Dopo i successi militari che gli hanno permesso di riprendere il controllo di una gran parte del territorio siriano, il regime di Damasco starebbe per incassare una grande vittoria diplomatica. Messo al bando dalla comunità internazionale da parte delle potenze occidentali, sospettato di aver utilizzato armi chimiche, isolato dalle potenze sunnite della regione, il presidente al-Assad è diventato di nuovo frequentabile, tanto dicono i molteplici segnali di apertura registrati nelle ultime settimane in direzione di Damasco. E sempre più i media della regione affermano, anche se  ancora sotto forma di rumors, che la Siria potrebbe essere presto reintegrata nella Lega Araba, dalla quale era stata sospesa nel Novembre del 2011 come segno di protesta dei suoi membri nei confronti della repressione della rivolta contro il regime.

Fonti diplomatiche locali parlavano della possibile partecipazione della Siria  a un summit economico della Lega organizzato per 19 e 20 Gennaio in Libano. Un precedente che avrebbe visto dei dirigenti siriani riprendere contatto con i loro omologhi a tre mesi dalla riunione annuale dell’organizzazione, che si terrà a fine Marzo a Tunisi. Caso o coincidenza, la scorsa settimana una compagnia aerea privata siriana ha effettuato un volo commerciale con la Tunisia, non accadeva dal 2011. Ma al vertice per lo Sviluppo Economico e Sociale tenutosi nella capitale libanese ha visto il boicottaggio di quasi tutti i capi di stato arabi. Damasco ha rinunciato a sua volta e si presume che dietro le quinte abbiano prevalso le pressioni dell’Amministrazione Trump volte ad isolare Damasco alleata dell’Iran.

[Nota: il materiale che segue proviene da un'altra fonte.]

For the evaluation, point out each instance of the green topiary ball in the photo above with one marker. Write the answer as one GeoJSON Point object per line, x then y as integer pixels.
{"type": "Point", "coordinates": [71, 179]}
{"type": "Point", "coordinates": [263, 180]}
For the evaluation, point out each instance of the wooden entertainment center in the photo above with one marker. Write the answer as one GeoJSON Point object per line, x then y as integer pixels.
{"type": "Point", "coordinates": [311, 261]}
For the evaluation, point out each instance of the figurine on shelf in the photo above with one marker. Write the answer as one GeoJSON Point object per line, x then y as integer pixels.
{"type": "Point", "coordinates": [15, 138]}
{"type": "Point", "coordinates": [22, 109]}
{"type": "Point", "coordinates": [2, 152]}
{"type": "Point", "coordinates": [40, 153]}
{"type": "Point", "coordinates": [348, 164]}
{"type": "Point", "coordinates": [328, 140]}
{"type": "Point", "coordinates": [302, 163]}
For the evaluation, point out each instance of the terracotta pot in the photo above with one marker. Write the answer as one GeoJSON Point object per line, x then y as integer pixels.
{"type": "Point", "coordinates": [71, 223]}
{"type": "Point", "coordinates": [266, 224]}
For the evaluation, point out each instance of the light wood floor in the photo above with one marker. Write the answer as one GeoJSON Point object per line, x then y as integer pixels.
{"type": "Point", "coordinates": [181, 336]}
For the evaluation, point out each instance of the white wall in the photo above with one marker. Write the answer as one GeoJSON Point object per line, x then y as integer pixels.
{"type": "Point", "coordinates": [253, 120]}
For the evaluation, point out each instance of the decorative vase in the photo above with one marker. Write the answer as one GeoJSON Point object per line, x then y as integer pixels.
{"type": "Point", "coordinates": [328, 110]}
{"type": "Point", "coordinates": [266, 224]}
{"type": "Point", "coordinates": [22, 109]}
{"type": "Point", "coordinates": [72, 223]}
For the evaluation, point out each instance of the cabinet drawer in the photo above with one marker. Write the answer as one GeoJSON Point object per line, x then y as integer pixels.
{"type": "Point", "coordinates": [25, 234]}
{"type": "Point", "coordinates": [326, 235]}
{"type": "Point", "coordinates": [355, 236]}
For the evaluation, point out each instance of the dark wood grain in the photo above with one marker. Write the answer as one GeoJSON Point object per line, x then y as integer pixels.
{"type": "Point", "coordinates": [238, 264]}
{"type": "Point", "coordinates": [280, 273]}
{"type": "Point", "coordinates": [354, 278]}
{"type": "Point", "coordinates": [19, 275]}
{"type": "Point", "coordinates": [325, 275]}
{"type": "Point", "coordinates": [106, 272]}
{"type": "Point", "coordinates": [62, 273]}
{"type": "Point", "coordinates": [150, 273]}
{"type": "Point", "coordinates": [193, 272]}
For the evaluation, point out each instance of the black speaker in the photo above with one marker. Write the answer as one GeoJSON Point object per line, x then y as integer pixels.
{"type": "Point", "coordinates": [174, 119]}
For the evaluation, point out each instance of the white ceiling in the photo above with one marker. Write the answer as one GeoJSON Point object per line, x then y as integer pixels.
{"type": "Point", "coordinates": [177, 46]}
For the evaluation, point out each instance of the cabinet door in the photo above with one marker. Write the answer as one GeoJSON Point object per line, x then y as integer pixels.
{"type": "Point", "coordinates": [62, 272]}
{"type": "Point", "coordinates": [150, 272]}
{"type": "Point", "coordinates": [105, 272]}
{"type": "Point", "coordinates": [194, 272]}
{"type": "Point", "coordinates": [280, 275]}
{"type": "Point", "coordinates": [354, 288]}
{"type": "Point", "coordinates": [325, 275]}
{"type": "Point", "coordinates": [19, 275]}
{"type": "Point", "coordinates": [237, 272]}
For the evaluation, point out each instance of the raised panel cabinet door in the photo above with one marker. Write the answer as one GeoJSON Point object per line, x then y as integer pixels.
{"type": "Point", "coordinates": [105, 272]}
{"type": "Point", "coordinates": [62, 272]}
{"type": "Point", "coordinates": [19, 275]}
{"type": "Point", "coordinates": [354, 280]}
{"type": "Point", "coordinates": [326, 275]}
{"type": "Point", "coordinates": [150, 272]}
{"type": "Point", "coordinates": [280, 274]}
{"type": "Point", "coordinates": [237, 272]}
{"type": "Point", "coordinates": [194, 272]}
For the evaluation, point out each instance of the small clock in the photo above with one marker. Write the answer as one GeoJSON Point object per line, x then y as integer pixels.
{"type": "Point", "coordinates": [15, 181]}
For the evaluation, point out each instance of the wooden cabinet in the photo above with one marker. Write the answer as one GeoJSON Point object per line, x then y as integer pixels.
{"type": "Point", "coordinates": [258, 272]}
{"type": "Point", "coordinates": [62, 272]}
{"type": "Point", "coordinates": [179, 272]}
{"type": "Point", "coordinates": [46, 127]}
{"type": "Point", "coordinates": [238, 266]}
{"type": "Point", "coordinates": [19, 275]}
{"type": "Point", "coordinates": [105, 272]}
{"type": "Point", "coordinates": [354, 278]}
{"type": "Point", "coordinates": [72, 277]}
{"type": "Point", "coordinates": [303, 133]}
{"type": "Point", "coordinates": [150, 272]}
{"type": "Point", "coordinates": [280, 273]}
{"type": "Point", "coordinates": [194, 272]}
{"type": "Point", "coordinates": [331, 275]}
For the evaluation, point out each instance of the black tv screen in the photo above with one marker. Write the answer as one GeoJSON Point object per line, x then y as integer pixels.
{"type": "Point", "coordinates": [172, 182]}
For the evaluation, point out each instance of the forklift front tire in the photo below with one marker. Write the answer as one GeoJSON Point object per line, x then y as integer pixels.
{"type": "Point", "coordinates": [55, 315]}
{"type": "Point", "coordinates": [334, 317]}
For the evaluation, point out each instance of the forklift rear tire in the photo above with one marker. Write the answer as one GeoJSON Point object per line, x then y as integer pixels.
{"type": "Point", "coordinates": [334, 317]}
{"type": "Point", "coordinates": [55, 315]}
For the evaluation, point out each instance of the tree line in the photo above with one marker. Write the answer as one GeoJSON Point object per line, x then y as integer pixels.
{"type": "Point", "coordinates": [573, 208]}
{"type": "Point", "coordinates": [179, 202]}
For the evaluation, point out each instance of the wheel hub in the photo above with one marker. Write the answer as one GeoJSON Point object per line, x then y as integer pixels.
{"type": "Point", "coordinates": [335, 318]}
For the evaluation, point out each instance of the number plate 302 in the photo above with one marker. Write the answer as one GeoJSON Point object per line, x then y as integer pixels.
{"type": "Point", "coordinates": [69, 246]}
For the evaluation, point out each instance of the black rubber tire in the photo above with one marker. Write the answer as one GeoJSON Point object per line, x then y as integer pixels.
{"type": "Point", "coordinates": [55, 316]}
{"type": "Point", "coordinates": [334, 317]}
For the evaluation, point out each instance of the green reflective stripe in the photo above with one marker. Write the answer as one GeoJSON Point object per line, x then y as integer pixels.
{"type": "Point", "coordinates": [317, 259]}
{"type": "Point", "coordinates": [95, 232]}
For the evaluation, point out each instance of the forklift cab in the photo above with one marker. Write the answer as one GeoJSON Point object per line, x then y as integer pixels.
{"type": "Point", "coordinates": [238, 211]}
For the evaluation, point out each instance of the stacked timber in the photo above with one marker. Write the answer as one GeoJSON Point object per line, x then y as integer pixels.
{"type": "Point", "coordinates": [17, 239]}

Ciò non toglie il fatto che l’annuncio del 27 Dicembre fatto a Damasco per la riapertura dell’Ambasciata degli  Emirati Arabi Uniti, tra i padrini con l’Arabia Saudita e il Qatar degli oppositori siriani, ha confermato il ritorno in auge del presidente siriano. Un passo inconcepibile senza l’avvallo di Ryiad e del Consiglio di Cooperazione del Golfo (CCG), che Anwar Gargash, Ministro di Stato per gli Affari Esteri degli Emirati, ha giustificato sul suo account Twitter  con le seguenti parole:” di fronte all’espansionismo regionale dell’Iran e della Turchia, è diventato ancor più necessario impersonare un ruolo arabo in Siria”. Da parte sua anche il Barhein si è detto intenzionato a riaprire la sua ambasciata nella capitale siriana.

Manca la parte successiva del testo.